2007-03-21 17:46:20 · 4 answers · asked by revengeance 2 in Science & Mathematics ➔ Mathematics
Two factors of 2y^2 + 2y + 4 are complex.
2y^2 + 2y + 4 =
2(y^2 + y + 2) =
2(y^2 + y + 1/4 + 7/4) =
2(y + 1/2)^2 + 7/4) =
2(y + 1/2 + i2√7)(y + 1/2 - i2√7)
2007-03-21 17:58:02 · answer #1 · answered by Helmut 7 · 0⤊ 0⤋
When factoring polynomials, the first thing you always want to look for is the greatest common factor of all terms.
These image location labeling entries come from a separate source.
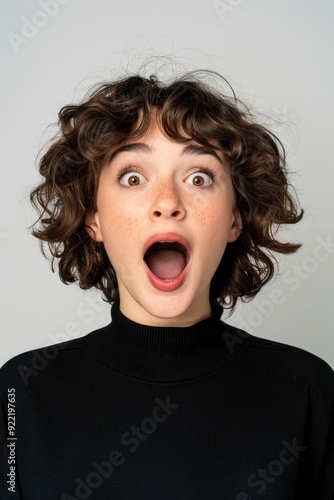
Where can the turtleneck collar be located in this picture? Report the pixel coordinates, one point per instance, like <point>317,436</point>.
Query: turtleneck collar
<point>163,354</point>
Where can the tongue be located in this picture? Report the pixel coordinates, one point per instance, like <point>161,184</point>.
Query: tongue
<point>166,264</point>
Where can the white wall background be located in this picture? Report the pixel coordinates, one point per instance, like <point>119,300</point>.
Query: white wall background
<point>278,56</point>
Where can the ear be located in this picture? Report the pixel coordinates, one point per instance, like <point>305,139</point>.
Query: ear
<point>93,227</point>
<point>236,227</point>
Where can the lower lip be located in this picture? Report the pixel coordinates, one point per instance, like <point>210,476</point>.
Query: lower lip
<point>167,286</point>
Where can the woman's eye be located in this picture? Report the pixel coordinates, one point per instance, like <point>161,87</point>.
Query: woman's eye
<point>132,179</point>
<point>199,179</point>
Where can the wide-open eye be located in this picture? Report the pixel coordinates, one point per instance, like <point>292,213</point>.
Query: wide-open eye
<point>132,179</point>
<point>199,179</point>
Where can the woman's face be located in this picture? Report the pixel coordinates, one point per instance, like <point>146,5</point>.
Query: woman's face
<point>165,212</point>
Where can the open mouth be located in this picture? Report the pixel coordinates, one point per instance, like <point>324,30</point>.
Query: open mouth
<point>166,259</point>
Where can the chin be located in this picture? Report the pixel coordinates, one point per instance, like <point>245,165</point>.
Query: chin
<point>179,308</point>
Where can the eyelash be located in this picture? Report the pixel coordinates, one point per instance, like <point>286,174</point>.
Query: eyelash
<point>204,170</point>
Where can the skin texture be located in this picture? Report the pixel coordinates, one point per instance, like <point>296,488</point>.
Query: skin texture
<point>161,195</point>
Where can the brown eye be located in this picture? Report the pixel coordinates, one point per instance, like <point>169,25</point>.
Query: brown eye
<point>132,179</point>
<point>199,179</point>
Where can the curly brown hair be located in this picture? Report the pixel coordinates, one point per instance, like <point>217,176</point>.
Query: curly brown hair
<point>116,112</point>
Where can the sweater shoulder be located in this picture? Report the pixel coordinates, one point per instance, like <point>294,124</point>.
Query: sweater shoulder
<point>297,362</point>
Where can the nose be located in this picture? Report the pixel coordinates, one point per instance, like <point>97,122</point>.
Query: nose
<point>167,202</point>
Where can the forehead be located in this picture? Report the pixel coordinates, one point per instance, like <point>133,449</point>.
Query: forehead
<point>148,142</point>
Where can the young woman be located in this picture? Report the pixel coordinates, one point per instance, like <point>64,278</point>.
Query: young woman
<point>167,199</point>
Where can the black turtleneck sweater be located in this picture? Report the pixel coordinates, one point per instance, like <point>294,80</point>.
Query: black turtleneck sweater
<point>191,413</point>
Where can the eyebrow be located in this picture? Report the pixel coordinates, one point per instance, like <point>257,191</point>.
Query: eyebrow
<point>141,147</point>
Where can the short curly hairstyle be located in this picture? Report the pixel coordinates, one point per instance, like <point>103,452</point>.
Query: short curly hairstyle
<point>115,112</point>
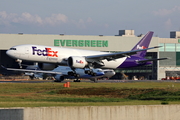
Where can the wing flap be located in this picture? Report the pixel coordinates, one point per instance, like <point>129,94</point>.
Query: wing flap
<point>113,56</point>
<point>34,71</point>
<point>142,61</point>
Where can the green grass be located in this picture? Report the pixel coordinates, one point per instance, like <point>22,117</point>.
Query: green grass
<point>88,94</point>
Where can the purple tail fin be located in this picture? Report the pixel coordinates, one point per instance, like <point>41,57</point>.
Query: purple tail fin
<point>143,44</point>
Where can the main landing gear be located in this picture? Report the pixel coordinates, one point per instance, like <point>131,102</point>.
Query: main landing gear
<point>73,73</point>
<point>90,72</point>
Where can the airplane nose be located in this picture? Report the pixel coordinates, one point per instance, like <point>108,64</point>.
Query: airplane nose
<point>9,53</point>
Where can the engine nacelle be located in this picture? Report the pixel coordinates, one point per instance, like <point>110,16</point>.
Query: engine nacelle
<point>59,78</point>
<point>47,66</point>
<point>77,62</point>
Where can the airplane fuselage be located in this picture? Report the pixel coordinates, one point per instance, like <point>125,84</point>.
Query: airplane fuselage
<point>59,55</point>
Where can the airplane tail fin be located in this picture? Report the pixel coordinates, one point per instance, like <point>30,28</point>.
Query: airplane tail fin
<point>143,44</point>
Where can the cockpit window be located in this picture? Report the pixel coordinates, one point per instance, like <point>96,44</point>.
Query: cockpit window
<point>99,70</point>
<point>12,49</point>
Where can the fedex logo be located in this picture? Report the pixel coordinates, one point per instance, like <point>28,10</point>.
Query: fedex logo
<point>45,52</point>
<point>141,47</point>
<point>79,61</point>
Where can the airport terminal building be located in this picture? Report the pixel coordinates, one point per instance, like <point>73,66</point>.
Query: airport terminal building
<point>124,41</point>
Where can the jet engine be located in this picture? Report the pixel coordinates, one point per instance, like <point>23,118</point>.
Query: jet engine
<point>77,62</point>
<point>47,66</point>
<point>59,78</point>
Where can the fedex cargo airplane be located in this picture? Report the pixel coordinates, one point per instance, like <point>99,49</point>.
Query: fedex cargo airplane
<point>61,72</point>
<point>84,59</point>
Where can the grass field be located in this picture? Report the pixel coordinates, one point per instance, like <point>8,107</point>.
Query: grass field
<point>88,94</point>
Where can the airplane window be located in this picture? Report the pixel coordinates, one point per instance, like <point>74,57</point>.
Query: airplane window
<point>12,48</point>
<point>99,70</point>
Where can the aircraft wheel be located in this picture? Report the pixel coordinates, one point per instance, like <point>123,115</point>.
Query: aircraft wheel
<point>94,74</point>
<point>61,78</point>
<point>70,73</point>
<point>87,72</point>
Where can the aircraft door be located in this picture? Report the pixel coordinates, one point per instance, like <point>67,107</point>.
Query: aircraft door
<point>27,52</point>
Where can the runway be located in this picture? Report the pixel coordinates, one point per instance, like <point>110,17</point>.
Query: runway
<point>99,81</point>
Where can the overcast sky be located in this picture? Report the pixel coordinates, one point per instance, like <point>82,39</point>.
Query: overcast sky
<point>89,17</point>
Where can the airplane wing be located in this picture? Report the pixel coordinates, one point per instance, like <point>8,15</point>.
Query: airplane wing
<point>34,71</point>
<point>113,56</point>
<point>142,61</point>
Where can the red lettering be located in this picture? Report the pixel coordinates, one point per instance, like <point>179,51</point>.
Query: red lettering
<point>49,52</point>
<point>55,53</point>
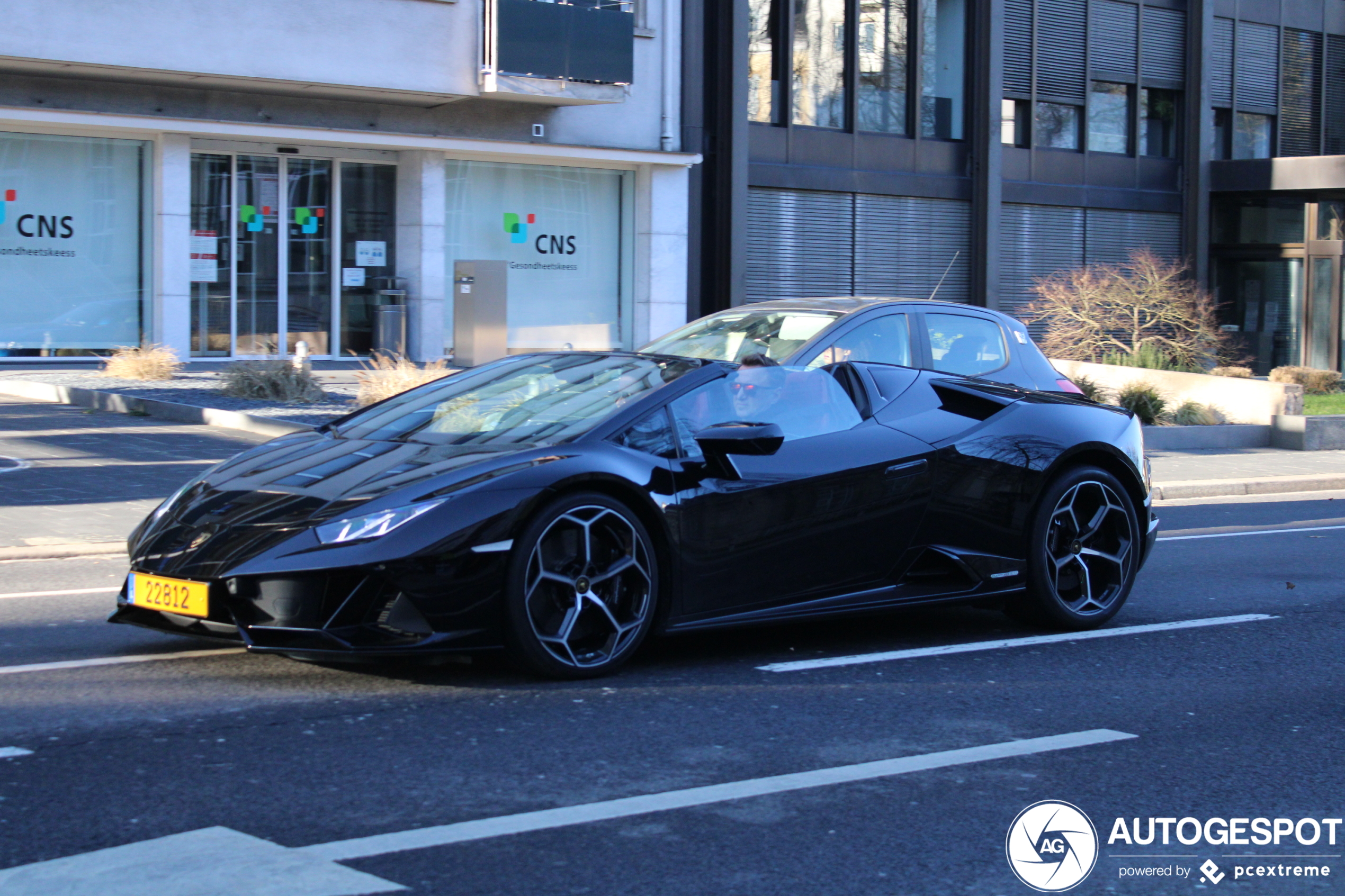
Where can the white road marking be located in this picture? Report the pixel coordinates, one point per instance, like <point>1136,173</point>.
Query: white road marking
<point>54,594</point>
<point>1227,535</point>
<point>116,662</point>
<point>567,816</point>
<point>1008,642</point>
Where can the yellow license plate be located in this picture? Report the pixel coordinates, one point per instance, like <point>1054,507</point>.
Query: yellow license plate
<point>170,595</point>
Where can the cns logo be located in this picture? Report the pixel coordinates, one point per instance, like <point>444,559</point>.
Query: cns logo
<point>60,226</point>
<point>545,243</point>
<point>1052,847</point>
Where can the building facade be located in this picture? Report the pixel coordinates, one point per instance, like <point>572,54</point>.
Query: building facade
<point>232,183</point>
<point>962,148</point>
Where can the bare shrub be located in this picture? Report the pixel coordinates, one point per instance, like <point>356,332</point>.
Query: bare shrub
<point>1145,308</point>
<point>143,363</point>
<point>1314,382</point>
<point>1144,401</point>
<point>388,375</point>
<point>271,382</point>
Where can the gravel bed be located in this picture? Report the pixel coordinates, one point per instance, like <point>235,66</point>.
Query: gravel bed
<point>202,390</point>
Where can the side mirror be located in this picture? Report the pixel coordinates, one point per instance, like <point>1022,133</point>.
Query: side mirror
<point>724,440</point>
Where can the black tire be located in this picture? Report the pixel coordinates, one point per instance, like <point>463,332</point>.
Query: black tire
<point>1083,553</point>
<point>577,608</point>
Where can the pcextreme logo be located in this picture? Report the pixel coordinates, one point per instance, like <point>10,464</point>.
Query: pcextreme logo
<point>53,226</point>
<point>1052,847</point>
<point>544,243</point>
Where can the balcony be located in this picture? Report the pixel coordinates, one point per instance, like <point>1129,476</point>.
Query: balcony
<point>575,53</point>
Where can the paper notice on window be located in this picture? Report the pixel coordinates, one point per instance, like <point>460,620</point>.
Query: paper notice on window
<point>370,253</point>
<point>205,257</point>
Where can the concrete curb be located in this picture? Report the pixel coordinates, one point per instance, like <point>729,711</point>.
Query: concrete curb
<point>151,408</point>
<point>54,551</point>
<point>1267,485</point>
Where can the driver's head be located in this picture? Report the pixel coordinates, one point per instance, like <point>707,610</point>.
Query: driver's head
<point>755,390</point>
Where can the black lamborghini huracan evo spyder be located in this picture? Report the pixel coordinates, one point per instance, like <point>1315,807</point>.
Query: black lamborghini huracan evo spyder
<point>566,505</point>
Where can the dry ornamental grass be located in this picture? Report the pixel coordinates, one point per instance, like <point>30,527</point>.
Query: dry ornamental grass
<point>141,363</point>
<point>388,375</point>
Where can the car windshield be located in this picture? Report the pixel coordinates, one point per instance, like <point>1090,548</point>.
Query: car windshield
<point>534,400</point>
<point>731,336</point>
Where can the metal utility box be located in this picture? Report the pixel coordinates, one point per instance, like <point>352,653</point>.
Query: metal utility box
<point>481,312</point>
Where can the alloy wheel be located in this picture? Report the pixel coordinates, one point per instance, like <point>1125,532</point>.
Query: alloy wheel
<point>1090,545</point>
<point>588,587</point>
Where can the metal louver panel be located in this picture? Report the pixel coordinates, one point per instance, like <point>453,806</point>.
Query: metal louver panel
<point>1019,46</point>
<point>1334,96</point>
<point>1258,65</point>
<point>800,243</point>
<point>1114,43</point>
<point>1301,94</point>
<point>1111,236</point>
<point>1222,62</point>
<point>1060,53</point>
<point>1165,43</point>
<point>904,245</point>
<point>1036,241</point>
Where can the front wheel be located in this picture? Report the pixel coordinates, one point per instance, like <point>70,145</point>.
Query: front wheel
<point>1083,553</point>
<point>583,589</point>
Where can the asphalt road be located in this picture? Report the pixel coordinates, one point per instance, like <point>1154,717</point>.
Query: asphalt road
<point>1238,720</point>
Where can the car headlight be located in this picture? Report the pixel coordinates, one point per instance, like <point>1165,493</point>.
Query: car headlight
<point>373,526</point>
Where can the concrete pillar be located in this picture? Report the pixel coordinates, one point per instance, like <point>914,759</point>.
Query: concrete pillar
<point>170,320</point>
<point>420,249</point>
<point>661,246</point>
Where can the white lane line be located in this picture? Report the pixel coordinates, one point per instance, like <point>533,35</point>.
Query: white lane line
<point>54,594</point>
<point>567,816</point>
<point>1008,642</point>
<point>116,662</point>
<point>1226,535</point>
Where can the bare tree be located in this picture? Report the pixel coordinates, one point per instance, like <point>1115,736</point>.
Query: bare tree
<point>1142,306</point>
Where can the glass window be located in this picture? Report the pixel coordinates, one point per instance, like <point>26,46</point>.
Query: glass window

In this case you have 2y^2 + 2y + 4, having terms 2y^2, 2y, and 4.
Since 2y^2 = 2*y^2, 2y = 2*y, and 4 = 2*2, the greatest common factor is 2.
So, 2y^2 + 2y + 4 = 2(y^2 + y + 2)
Now, we need to look at y^2 + y + 2. Since it is a quadratic trinomial with a lead coefficient of 1, it will be factorable if there exist two integers that multiply to 2 and add to 1.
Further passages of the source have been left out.